Peskett adds: “Make sure the value is transferable, not just retained all in goodwill. Are the systems and processes that the business has been built on documented and able to be followed by someone new or is it all tied up in the knowledge and relationships of the previous owner?”
“Does the business actually own the IP that you wish to acquire or is it licensed from a third party? Is the licence transferable?
4. How will the deal work?
Before you spend your money, you need to be certain exactly what you’re buying. Will you be purchasing the business entity or just its assets?
Once you do so, will you operate as a company, sole trader, partnership or trust? Will there be a cooling off period?
These are all questions you need to grapple with. Peskett says that it’s important to identify the level of liability you’re taking on.

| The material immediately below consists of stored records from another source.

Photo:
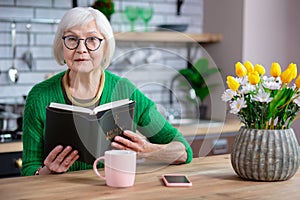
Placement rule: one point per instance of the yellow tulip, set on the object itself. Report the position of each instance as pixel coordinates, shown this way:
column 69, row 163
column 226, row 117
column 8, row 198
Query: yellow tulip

“Buying the entity means you acquire its risks and liabilities such as debt, previous trading history, tax liabilities and responsibility for responding to customer action against faulty products or services,” he says.
“Will the warranties and indemnities of the business hold up against this? If not, buying the assets only might be a consideration as this generally carries less risk.”
5. Assess future performance
Focus on future profit, growth and cashflow. Is this business really one that will provide you with a springboard into bigger and better things?
Further to that, are the people in the business prepared to work for you? Will valued customers be perturbed by an ownership change? Do you need to shake up the culture of the business when you arrive?
Clearly work out what kind of boss you intend to be and how your arrival will impact the status quo.
Also, you need to be aware of the business’ reliance on its owner-operator. You may be stepping into a brand that was essentially modelled around one person, who has now left.
“If this business is reliant on the owner-operator, then it limits the potential owners to those that possess the key skills required by the owner-operator,” the BizExchange Index report points out.
“They will bring with them a perception of the value difference between their skills and those of the current owner-operator.”
“As such, this value will be highly subjective and the departing owner-operator is stuck between a rock and a hard place.”
“He needs to show that he has a business that is well run with a good reputation, at the same time as presenting a business that has the potential to be run better and go further with the new owner.”
“As a general rule of thumb, the less a business is reliant on the owner-operator, the higher the value of the earnings multiple.”